Robert Stephens, CFA, discusses the prospects for FTSE 100 banks Lloyds and Barclays following strong share price performances.
Lloyds (LON:LLOY) and Barclays (LON:BARC) have bounced back extremely strongly from the 2020 stock market crash. The FTSE 100-listed banks are trading 70% and 115% higher, respectively, versus their lowest point in April 2020. In comparison, the index is currently 35% higher over a similar period.
The two banks continue to trade at cheap prices despite their recent gains. With an improving economic outlook and growing dividends potentially ahead, could they offer further FTSE 100 outperformance?
An economic transformation
The outlook for the UK economy continues to be highly uncertain. A full reopening was recently delayed, while the prospect of further containment measures over the coming winter remains a known unknown.
Despite this, the IMF forecasts that the UK economy will grow by over 5% in 2021 and in 2022. This suggests that the operating outlook for Lloyds and Barclays could dramatically improve over the coming months. A fast-growing economy may mean lower default rates, lower impairments and higher demand for credit. It could even strengthen calls for higher interest rates.
Of course, UK monetary policy is not due to substantially change until 2024 at the earliest. However, investor anticipation of a return to tighter monetary policy may act as a positive influence on share prices in the banking sector. Meanwhile, their profits could increase over the long term in an era where rising interest rates are used to counter higher inflation.
Solid performance
Both banks delivered encouraging results in the first quarter of the 2021 calendar year. Lloyds reduced operating costs by 2% because of its disciplined cost control. It also increased its common equity tier 1 (CET1) ratio by 0.54 percentage points. It now stands at 16.7%, which is significantly higher than the regulatory requirement of 11%, and suggests that it has a relatively sound financial position.
Meanwhile, Barclays delivered a record quarterly group profit before tax in the first quarter of 2021. The bank was aided by its international exposure, with Corporate and Investment Bank (CIB) income remaining robust despite uncertain operating conditions. Although its cost/income ratio increased to 61% from 52% in the comparable quarter from 2020, it continues to target a figure below 60% over the medium term.
Share price prospects
Valuations across the banking sector remain subdued even after strong share price growth. Indeed, Lloyds has a forward price-earnings ratio of 8, while Barclays trades on a forward rating of 7. Meanwhile, they trade 12% and 36% below their respective tangible net asset values. This indicates that their market valuations include wide margins of safety.

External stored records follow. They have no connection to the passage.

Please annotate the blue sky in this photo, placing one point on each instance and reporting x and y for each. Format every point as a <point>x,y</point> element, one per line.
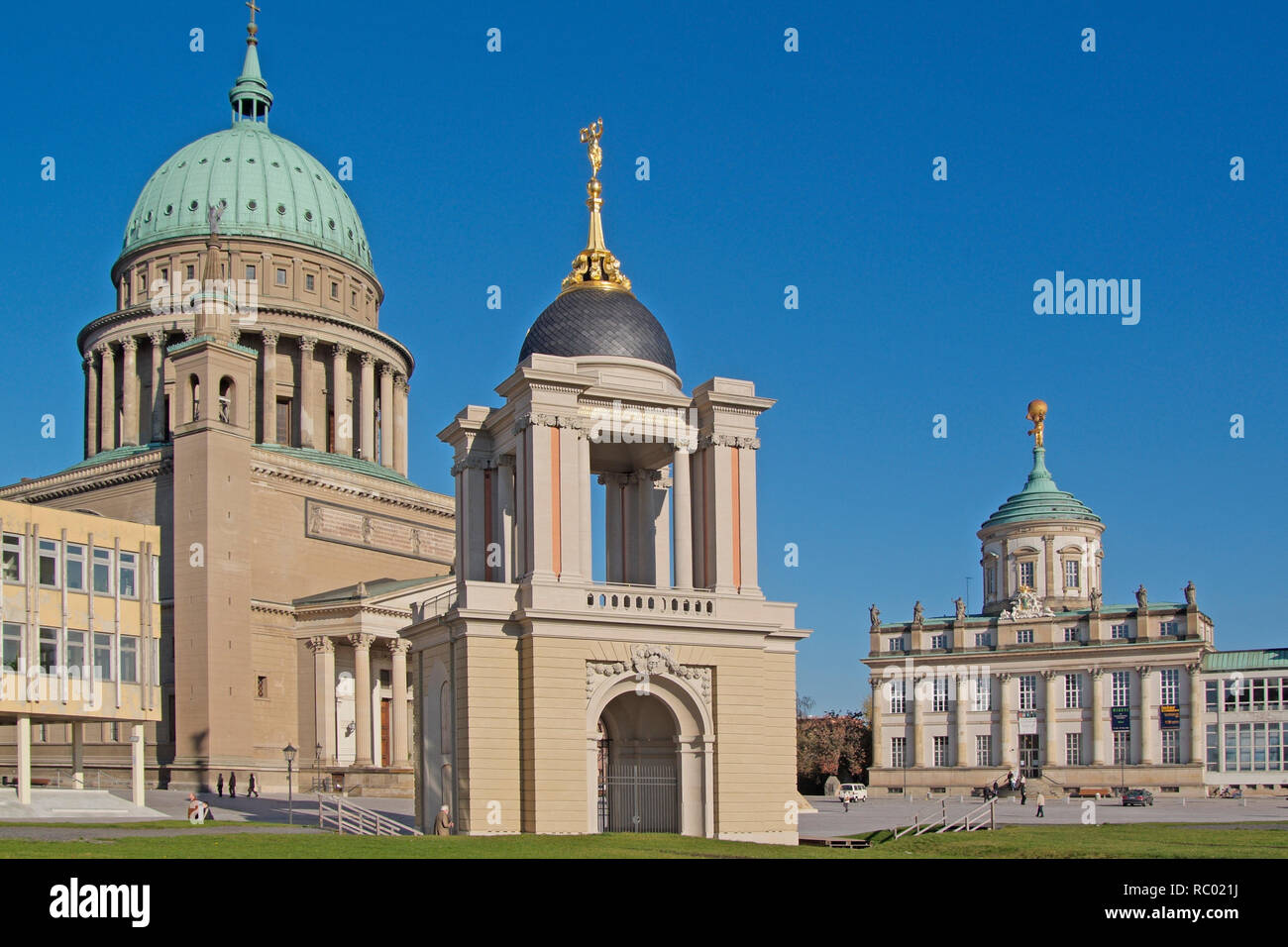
<point>767,169</point>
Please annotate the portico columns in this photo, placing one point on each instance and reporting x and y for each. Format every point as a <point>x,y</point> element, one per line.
<point>340,401</point>
<point>386,415</point>
<point>362,696</point>
<point>682,489</point>
<point>398,648</point>
<point>269,397</point>
<point>307,392</point>
<point>158,339</point>
<point>90,406</point>
<point>1048,749</point>
<point>369,407</point>
<point>1008,712</point>
<point>1098,712</point>
<point>323,694</point>
<point>129,392</point>
<point>1198,745</point>
<point>107,402</point>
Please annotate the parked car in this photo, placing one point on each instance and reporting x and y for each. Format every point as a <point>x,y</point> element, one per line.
<point>853,792</point>
<point>1137,797</point>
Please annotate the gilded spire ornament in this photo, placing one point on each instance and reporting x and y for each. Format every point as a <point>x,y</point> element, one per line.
<point>595,265</point>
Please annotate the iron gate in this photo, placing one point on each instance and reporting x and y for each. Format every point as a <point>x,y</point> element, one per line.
<point>639,797</point>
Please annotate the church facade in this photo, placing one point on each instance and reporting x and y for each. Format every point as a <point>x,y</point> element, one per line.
<point>605,659</point>
<point>244,398</point>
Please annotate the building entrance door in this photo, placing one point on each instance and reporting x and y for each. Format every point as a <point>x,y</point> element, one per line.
<point>1030,764</point>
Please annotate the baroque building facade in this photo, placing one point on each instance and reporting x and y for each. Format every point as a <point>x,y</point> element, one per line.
<point>618,672</point>
<point>244,398</point>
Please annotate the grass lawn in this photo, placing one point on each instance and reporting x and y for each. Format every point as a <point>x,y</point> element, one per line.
<point>1153,840</point>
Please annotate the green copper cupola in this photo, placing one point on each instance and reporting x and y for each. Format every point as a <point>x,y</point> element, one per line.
<point>250,97</point>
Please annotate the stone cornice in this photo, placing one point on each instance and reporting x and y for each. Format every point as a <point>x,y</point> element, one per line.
<point>89,478</point>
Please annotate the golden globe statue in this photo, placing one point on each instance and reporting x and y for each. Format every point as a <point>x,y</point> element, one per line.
<point>1037,414</point>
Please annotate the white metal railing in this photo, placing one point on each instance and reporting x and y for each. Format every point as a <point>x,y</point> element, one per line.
<point>348,818</point>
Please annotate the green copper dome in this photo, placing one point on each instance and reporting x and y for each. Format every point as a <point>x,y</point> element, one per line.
<point>1041,499</point>
<point>271,187</point>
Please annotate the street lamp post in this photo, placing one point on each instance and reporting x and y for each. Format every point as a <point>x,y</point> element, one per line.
<point>288,753</point>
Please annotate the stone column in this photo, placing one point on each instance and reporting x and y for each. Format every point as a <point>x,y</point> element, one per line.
<point>1147,724</point>
<point>1048,736</point>
<point>158,431</point>
<point>308,393</point>
<point>323,694</point>
<point>90,406</point>
<point>915,750</point>
<point>1009,751</point>
<point>1198,736</point>
<point>1098,711</point>
<point>107,401</point>
<point>362,696</point>
<point>386,415</point>
<point>879,705</point>
<point>398,648</point>
<point>129,392</point>
<point>369,407</point>
<point>682,492</point>
<point>400,424</point>
<point>965,688</point>
<point>268,421</point>
<point>340,399</point>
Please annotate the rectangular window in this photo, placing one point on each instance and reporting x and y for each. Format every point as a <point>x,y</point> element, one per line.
<point>48,644</point>
<point>102,571</point>
<point>1028,692</point>
<point>103,655</point>
<point>983,750</point>
<point>940,751</point>
<point>1121,688</point>
<point>11,558</point>
<point>1026,575</point>
<point>76,651</point>
<point>1072,690</point>
<point>48,565</point>
<point>983,693</point>
<point>1168,685</point>
<point>129,660</point>
<point>75,567</point>
<point>1122,748</point>
<point>939,699</point>
<point>129,574</point>
<point>897,751</point>
<point>898,697</point>
<point>12,647</point>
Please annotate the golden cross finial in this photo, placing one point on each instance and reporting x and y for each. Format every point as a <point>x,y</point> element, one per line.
<point>590,137</point>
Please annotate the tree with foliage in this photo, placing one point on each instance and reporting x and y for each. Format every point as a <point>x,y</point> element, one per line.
<point>836,744</point>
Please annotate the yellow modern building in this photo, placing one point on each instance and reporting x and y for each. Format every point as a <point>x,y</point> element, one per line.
<point>81,638</point>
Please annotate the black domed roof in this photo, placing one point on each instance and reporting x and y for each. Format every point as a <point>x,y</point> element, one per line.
<point>593,321</point>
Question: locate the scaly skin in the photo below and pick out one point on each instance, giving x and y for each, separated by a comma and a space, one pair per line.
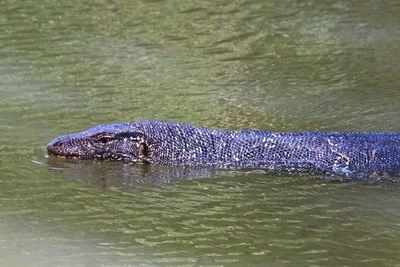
354, 155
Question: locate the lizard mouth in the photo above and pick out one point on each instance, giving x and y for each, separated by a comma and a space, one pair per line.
55, 152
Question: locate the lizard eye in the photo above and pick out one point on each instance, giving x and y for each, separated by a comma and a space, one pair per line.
104, 140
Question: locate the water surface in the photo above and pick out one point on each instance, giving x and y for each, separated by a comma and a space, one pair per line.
274, 65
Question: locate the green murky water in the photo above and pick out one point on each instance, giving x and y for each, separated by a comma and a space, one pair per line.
277, 65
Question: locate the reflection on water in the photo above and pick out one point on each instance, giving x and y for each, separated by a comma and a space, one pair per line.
107, 173
274, 65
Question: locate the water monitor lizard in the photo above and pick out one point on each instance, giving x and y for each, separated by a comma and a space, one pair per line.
344, 154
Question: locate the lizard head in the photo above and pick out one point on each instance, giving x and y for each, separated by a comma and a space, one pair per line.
114, 141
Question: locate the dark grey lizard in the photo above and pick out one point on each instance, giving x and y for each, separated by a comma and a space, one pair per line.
344, 154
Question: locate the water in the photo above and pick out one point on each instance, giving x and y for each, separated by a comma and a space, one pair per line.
277, 65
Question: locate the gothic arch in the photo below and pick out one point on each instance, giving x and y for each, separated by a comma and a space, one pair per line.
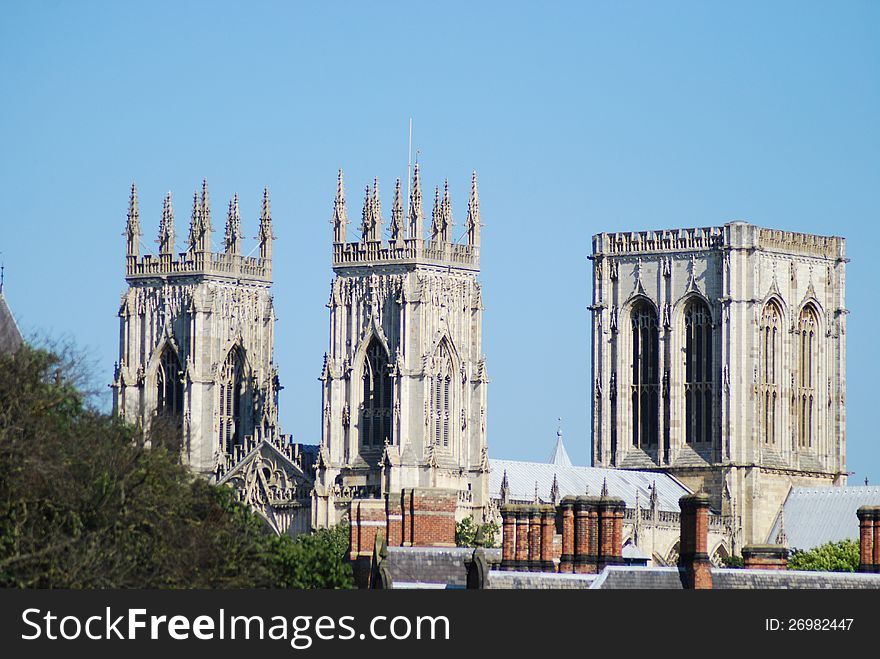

Dividend payments made by both banks are set to rise as the economy’s performance improves. Currently, dividend yields are expected to be 6.5% for Lloyds, and 5.3% for Barclays, in 2022. This could make them increasingly appealing in what may prove to be a prolonged era of low interest rates.
Clearly, such a situation is unlikely to be beneficial for the banking sector’s profitability in the short run. But with low valuations, improving financial prospects and a likely economic recovery that may spawn hawkish tones from the Bank of England, Lloyds and Barclays may offer further outperformance of the FTSE 100 over the long run.